February 18, 2007|From Times Wire Services

VICENZA, ITALY — Tens of thousands of people marched through this northeastern Italian city Saturday under heavy police guard to protest a planned U.S. military base expansion.

Despite fears that violent demonstrators would be drawn to the protest, the march took place without incident, finishing outside the main train station where it started, as hundreds of police officers stood guard and helicopters hovered overhead.

The route did not pass the airport where the expanded base is to be built. Critics keep a permanent picket there.

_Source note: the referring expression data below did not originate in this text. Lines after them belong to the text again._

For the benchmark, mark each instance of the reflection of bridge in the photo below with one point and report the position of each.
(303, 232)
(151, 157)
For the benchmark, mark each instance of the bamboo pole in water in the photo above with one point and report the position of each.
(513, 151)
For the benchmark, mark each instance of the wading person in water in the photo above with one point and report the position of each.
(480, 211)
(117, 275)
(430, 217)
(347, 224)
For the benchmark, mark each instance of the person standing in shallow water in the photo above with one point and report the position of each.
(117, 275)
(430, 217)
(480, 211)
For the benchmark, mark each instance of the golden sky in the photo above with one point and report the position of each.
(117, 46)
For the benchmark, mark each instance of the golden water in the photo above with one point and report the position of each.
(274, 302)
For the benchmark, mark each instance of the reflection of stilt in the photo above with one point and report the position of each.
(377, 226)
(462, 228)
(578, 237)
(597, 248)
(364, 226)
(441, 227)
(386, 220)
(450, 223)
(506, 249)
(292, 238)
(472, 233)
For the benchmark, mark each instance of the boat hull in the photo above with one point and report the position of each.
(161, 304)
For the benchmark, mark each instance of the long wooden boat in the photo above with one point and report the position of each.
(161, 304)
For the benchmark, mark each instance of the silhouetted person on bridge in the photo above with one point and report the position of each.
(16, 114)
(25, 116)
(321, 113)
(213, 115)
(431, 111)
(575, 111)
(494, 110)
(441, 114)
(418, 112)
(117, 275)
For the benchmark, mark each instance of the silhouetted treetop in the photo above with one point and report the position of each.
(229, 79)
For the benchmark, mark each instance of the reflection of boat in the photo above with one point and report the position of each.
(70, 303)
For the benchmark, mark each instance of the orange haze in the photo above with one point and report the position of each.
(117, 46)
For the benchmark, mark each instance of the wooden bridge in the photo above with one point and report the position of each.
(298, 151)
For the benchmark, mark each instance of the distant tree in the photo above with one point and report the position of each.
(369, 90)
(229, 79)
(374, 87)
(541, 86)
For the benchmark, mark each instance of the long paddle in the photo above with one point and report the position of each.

Prime Minister Romano Prodi had appealed to demonstrators to refrain from violence, after warnings from the Interior Ministry that the protest could draw people "hostile to the forces of law and order."

Police estimated the crowd from 50,000 to 80,000, but organizers put the number at 120,000.

Trains and buses brought in leftist activists and antiglobalization protesters from across Italy to support residents concerned that the expansion would increase traffic, noise and air pollution, deplete local resources and raise the risk of terrorist attacks.

"The people of Vicenza are concerned. The base would be in the heart of the city, and in the case of a military conflict it could become a target," said Dario Fo, a playwright awarded the Nobel Prize in literature in 1997.

The Pentagon wants a larger base so it can house the entire 173rd Airborne Brigade instead of dividing it between Italy and Germany.

Prodi's government has approved the project, angering his leftist allies. The Communist and Green parties, members of the governing coalition, backed the protest, although no one from the government showed up after Prodi banned ministers from attending.

Prodi said his government had no reason to halt the expansion, which has been approved by local authorities.

The base has about 2,900 active-duty military personnel. The expansion at the Dal Molin airport, across town, would allow the U.S. military to transfer four battalions now based in Germany, raising the number of personnel at the base to 5,000.